As for Sinema, the drive for a primary opponent has begun in a big way. One group, Nuestro PAC, is already trying to recruit Ruben Gallego, the progressive Arizona congressman who wanted to run last time but who was chased out of the race by a menacing Chuck Schumer in his desire to clear the field for Sinema. The Primary Sinema PAC, also launched last week, claims to be "[laying] the foundation for a successful primary campaign when a strong challenger emerges. State Sen. Martin Quezada: "I think that's the next step that people here in Arizona, activists and members of the party are going to take, is to start building that war chest to fund a possible primary challenge against her... We were willing to elect a more moderate Democrat to that seat. But what we weren't willing to do was to elect someone who was going to completely leave us high and dry on all of these issues, and she's crossed that line at this point. We thought we would get an independent thinker, we thought we would get a moderate Democrat, but a Democrat, a strong Democrat nonetheless. And we don't feel like we have that." The state party seems to be on the verge of holding a no-confidence vote on her unless she backs Biden's domestic policy agenda.


Joe Ferullo, formerly a top executive for both CBS and NBC and a writer of Dateline, penned an important OpEd, Journalism Has Comforted The Comfortable For Too Long Now, written before the SNL skewering of Sinema last night. It's not anything Sinema, Manchin, Gottheimer or Schrader, let alone any Republicans, will relate to themselves. Hopefully voters will relate it to the whole bunch of them. Ferrullo reminded his readers of a phrase coined in 1902 by a newspaper columnist in Chicago, Finley Peter Dunne: "The job of a newspaper is to comfort the afflicted and afflict the comfortable." That has sure been turned on its head in recent times.



"As the Biden administration," wrote Ferullo, "pushes forward on social programs and foreign policy moves that have consistent voter support, the mainstream media too often under-reports that support, and instead headlines the rallying cries of the opposition and glosses over deeper reasons why expanding middle- and working-class benefits ignites such resistance in this country."

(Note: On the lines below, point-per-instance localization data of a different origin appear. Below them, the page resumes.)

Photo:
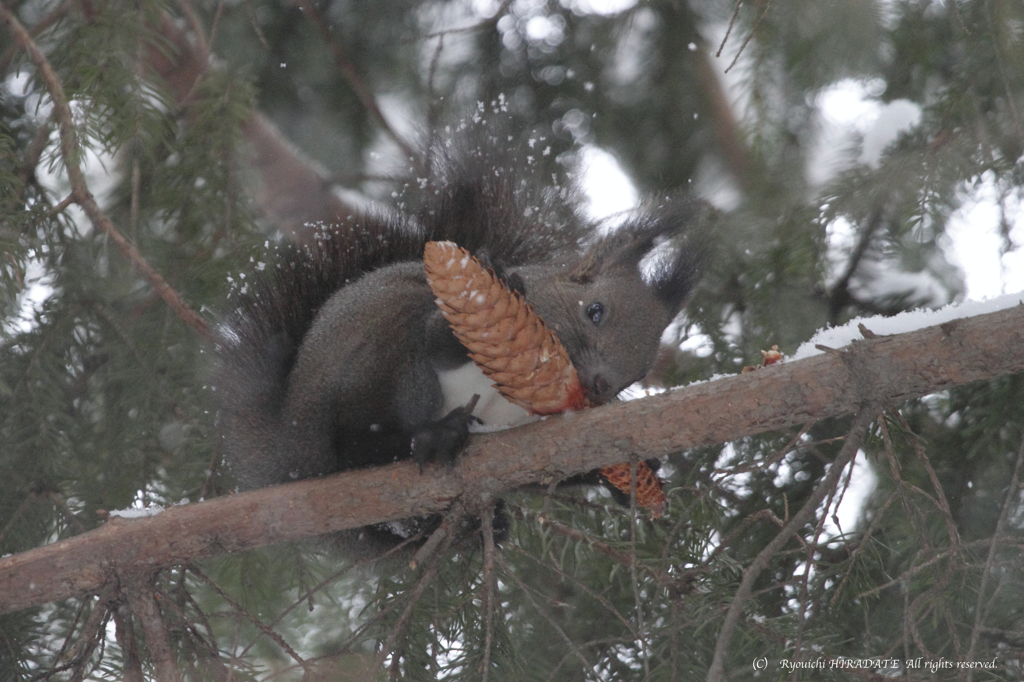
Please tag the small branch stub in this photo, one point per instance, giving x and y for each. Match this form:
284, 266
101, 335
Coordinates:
509, 341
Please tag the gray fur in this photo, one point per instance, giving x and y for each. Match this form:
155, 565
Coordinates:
332, 361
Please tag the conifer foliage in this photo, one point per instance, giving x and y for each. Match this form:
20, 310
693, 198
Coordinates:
152, 154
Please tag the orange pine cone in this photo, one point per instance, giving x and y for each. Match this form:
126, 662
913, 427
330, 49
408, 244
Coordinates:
515, 349
504, 336
649, 493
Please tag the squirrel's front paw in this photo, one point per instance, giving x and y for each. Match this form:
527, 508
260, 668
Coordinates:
443, 439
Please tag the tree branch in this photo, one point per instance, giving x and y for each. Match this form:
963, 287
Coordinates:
884, 370
80, 189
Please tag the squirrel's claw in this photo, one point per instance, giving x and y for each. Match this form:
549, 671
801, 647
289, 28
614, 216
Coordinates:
443, 439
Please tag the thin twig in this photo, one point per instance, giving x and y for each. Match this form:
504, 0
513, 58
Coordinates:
351, 75
525, 591
981, 609
761, 561
634, 579
239, 608
142, 601
414, 596
749, 36
80, 189
489, 587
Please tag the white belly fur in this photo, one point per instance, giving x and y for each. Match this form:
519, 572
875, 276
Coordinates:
460, 385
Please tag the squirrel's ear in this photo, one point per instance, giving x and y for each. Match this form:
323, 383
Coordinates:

In all of this reporting-- on Biden’s proposals, on the end of the [Afghan] war-- the focus is on the powerful, influential and well-heeled. The “comfortable.” Few angles consider the “afflicted.”

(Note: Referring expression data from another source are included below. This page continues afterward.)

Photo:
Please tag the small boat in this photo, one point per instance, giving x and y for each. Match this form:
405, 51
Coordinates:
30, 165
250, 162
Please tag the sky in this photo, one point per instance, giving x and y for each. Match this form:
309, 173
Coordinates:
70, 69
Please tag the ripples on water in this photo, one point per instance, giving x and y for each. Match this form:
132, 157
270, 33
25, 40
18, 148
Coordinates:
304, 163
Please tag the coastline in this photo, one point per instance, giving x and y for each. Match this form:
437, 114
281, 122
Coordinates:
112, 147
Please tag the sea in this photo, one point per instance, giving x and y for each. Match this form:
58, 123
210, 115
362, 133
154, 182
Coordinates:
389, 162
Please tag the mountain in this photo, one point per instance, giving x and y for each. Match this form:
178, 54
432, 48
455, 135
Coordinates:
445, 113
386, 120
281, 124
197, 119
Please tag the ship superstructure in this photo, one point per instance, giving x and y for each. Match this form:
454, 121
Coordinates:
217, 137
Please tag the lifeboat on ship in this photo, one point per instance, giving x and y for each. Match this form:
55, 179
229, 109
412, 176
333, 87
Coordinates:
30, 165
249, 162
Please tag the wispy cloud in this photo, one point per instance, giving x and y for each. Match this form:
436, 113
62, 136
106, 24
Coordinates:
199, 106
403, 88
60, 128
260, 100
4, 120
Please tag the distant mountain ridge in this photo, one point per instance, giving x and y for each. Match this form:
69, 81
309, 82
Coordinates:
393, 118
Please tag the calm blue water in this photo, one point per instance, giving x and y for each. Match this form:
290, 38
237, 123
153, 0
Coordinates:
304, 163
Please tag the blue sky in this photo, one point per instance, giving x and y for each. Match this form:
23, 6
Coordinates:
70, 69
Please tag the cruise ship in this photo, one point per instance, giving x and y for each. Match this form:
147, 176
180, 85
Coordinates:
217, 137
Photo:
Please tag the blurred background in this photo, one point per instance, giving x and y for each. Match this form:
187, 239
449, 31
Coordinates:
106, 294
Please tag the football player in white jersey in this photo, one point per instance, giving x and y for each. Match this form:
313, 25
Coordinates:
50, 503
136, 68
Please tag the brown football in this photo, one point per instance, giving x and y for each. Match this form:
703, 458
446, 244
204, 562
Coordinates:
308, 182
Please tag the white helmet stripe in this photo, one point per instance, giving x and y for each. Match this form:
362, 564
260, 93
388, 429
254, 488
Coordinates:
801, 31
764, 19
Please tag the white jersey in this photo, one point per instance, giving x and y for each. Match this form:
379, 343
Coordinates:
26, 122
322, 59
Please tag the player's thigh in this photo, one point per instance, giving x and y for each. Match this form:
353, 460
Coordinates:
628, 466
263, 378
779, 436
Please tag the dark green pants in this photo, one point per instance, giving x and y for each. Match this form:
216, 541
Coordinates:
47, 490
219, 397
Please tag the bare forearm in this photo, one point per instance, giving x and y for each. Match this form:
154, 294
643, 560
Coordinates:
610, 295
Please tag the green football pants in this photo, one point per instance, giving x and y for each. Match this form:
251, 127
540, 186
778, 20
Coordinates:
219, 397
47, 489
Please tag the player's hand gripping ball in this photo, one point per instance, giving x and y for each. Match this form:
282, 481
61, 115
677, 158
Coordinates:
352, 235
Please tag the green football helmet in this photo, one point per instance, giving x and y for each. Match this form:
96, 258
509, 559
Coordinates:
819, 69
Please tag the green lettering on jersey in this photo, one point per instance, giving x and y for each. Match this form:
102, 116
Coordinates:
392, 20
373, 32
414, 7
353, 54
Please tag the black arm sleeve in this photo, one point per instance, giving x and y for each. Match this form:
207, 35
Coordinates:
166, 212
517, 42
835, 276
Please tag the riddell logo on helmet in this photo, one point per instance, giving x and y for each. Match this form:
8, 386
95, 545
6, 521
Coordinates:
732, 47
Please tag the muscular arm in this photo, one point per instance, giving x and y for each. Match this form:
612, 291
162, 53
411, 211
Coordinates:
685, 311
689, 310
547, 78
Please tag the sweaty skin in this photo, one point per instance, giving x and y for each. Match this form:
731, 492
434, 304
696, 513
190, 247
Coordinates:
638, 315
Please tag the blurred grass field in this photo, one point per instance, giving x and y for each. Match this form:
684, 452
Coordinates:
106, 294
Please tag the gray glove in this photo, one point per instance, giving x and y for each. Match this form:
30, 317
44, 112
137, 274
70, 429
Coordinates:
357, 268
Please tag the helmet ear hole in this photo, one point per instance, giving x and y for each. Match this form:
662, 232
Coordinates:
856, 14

There are many reasons for this-- and a lot has certainly changed in the news business since 1902. In order to survive, many news outlets now rely on subscriptions instead of advertising. Long gone are the days when you could pick up the morning paper at a newsstand for 25 cents.

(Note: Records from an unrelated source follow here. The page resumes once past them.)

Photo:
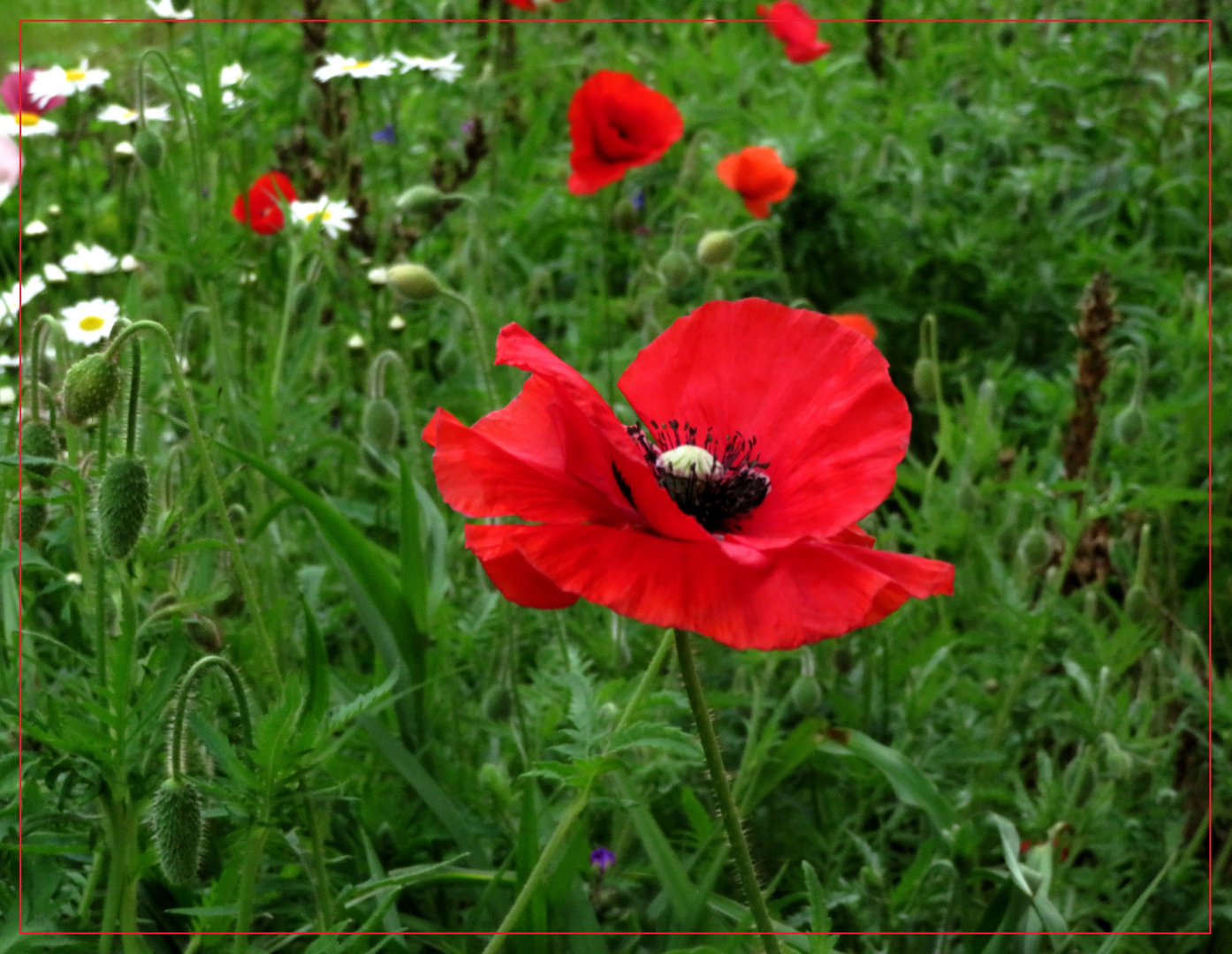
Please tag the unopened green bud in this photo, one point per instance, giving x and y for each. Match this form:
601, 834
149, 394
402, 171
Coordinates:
149, 148
1034, 549
414, 281
1137, 604
804, 694
90, 387
178, 829
124, 499
424, 200
674, 269
38, 440
1129, 424
924, 378
716, 249
380, 424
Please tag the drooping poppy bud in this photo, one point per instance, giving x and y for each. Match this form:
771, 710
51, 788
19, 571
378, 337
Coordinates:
38, 440
149, 148
179, 828
414, 281
124, 499
90, 387
716, 249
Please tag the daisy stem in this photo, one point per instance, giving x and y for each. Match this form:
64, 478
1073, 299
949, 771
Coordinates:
723, 793
574, 810
216, 491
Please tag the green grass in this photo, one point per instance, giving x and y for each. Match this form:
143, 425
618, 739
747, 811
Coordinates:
985, 178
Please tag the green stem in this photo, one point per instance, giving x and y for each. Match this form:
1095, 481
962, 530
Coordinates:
216, 491
285, 329
481, 344
723, 793
574, 810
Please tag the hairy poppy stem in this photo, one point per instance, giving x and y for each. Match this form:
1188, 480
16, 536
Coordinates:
723, 793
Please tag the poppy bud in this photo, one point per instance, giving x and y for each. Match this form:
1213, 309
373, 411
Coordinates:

Many working families can’t afford today’s prices, news subscriptions included. Many news outlets “brand” themselves to attract the kinds of people who have subscription money handy: the professional class. They would not consider themselves and their families “comfortable”-- but they aren’t very “afflicted” either.
...The “afflicted” can’t be ignored for long. Eventually, something will break.


Sinema came to Congress with a net worth of close to nothing. And now she;'s a millionaire. She should be rotting in a prison cell, not denying Americans fair wages, fair medical care, lower prescription drugs prices and all the other popular proposals she's preventing. But Congress defines "bribery" in a way to specifically allow criminal types like Sinema to take it without any accountability at all.